The crowds sunk into the shadows as the ménagère attempted to discern from them the being who had cause to harm her lady. Her vision shifted and she clutched the table as the room spun around her in an array of velvets. Before she could fall to the floor, she witnessed the widow hurrying toward her, her white dress billowing behind her in her haste, but the woman was transfigured before her. “Mother,” she whispered, as she reached for that harrowing specter.
She was dead by the time she awoke within the convent walls to find the abbess and three nuns named Marie keeping vigil by her bedside. The windows were dark, but candles had been placed throughout the infirmary, flicking away the darkness as diligently as they were able. The other patients were asleep, small children checked on by the nuns as they said small prayers for their charges.

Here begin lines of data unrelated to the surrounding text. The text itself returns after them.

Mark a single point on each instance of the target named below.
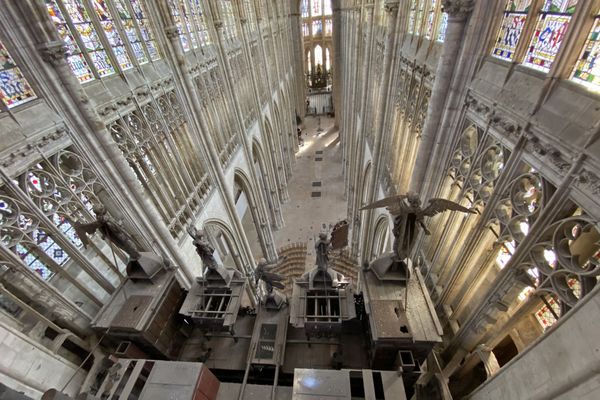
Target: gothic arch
(241, 179)
(380, 237)
(215, 227)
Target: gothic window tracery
(37, 209)
(513, 21)
(587, 68)
(155, 141)
(14, 88)
(551, 27)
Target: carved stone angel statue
(111, 231)
(407, 212)
(263, 272)
(203, 247)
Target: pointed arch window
(328, 27)
(431, 19)
(75, 57)
(316, 8)
(443, 25)
(587, 68)
(552, 24)
(229, 26)
(317, 27)
(14, 88)
(131, 31)
(411, 16)
(304, 8)
(113, 36)
(513, 21)
(145, 29)
(327, 7)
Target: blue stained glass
(14, 88)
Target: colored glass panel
(14, 89)
(189, 18)
(200, 21)
(229, 27)
(81, 20)
(419, 17)
(130, 30)
(442, 26)
(550, 31)
(328, 27)
(113, 36)
(75, 58)
(145, 29)
(327, 7)
(515, 16)
(316, 8)
(304, 8)
(587, 68)
(411, 16)
(546, 41)
(317, 27)
(176, 13)
(431, 19)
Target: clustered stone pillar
(458, 11)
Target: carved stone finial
(458, 9)
(53, 52)
(391, 6)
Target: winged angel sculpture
(407, 212)
(271, 279)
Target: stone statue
(263, 272)
(203, 247)
(322, 250)
(407, 212)
(110, 230)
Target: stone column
(93, 136)
(458, 12)
(384, 112)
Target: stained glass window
(89, 37)
(317, 27)
(14, 89)
(513, 21)
(442, 26)
(431, 19)
(113, 36)
(75, 57)
(189, 18)
(552, 25)
(328, 26)
(249, 15)
(318, 55)
(316, 8)
(419, 17)
(144, 25)
(304, 8)
(130, 30)
(229, 27)
(201, 22)
(587, 68)
(176, 13)
(327, 7)
(411, 16)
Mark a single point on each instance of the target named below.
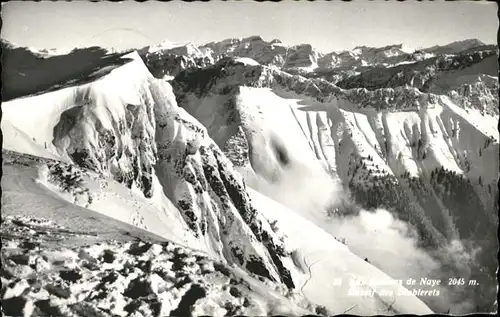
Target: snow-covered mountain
(239, 163)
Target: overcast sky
(327, 26)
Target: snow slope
(62, 259)
(298, 140)
(332, 283)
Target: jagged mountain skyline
(240, 148)
(113, 24)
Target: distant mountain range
(259, 162)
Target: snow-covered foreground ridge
(119, 143)
(430, 157)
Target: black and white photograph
(249, 158)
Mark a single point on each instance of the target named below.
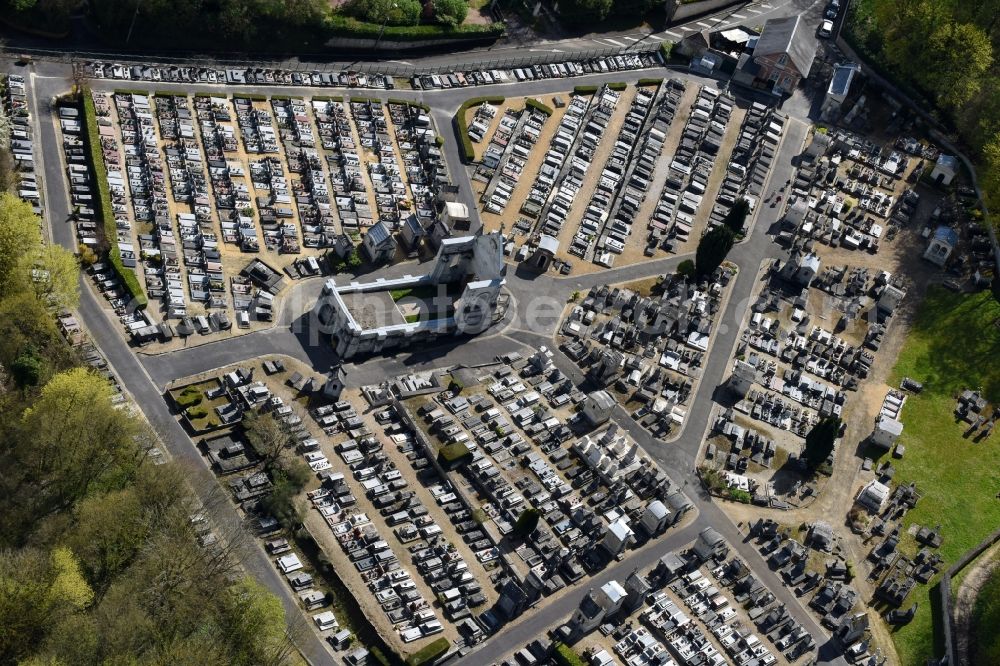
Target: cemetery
(212, 198)
(647, 347)
(673, 144)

The ménagère too was tucked into the familiar white bed sheets of the convent. She was stripped to her chemise, her body damp with perspiration and fever. She felt weak and chilled, her body simultaneously hot and cold, and her skin took on the slightest blue complexion, as the moon can do against the backdrop of a twilit sky.
Her eyes were closed and still she could see the women by her bedside as her consciousness clouded and her cognizance waned. She looked at the women by her bedside, four nuns draped in the dark vestments of the Ursulines praying the words of their order. Their mouths appeared to move in blurred unison. Their eyelashes wavered in mesmerizing content.
The vision fell into fits of mirage as she watched their heartbeats quiver gently in their eyelids, coloring them with the purple hue of their hearts. How their cheeks were flushed by their aliveness and their lips stained with vitality. How beautiful that sentience existed within them. How strange that it occupied them at all.
Just as the ménagère fell into the cold clamor of fever, the first Marie looked up into her eyes, a certain ferocity kindling within them. Her eyes were like a wolf, their color amber and gold. She appeared so alive, so sharp, so vibrant — her picture clear against the blur. She knew about her mother, the ménagère thought. She remembered.
It was so long ago, it was so deep within the jungle. The storm had come for her and it possessed her to take a knife into bed with her master. She had raised the hilt above her head even as she tore it toward her master’s heart. She hadn’t known he would be in bed with his lover, that the tip of the knife would not reach his heart but the head of her mother. She had not remembered the things she had done while drunk on the madness of fury and wrath.
And then the nun blinked and the ménagère fell into the blackness of death, never to remember such horrors again.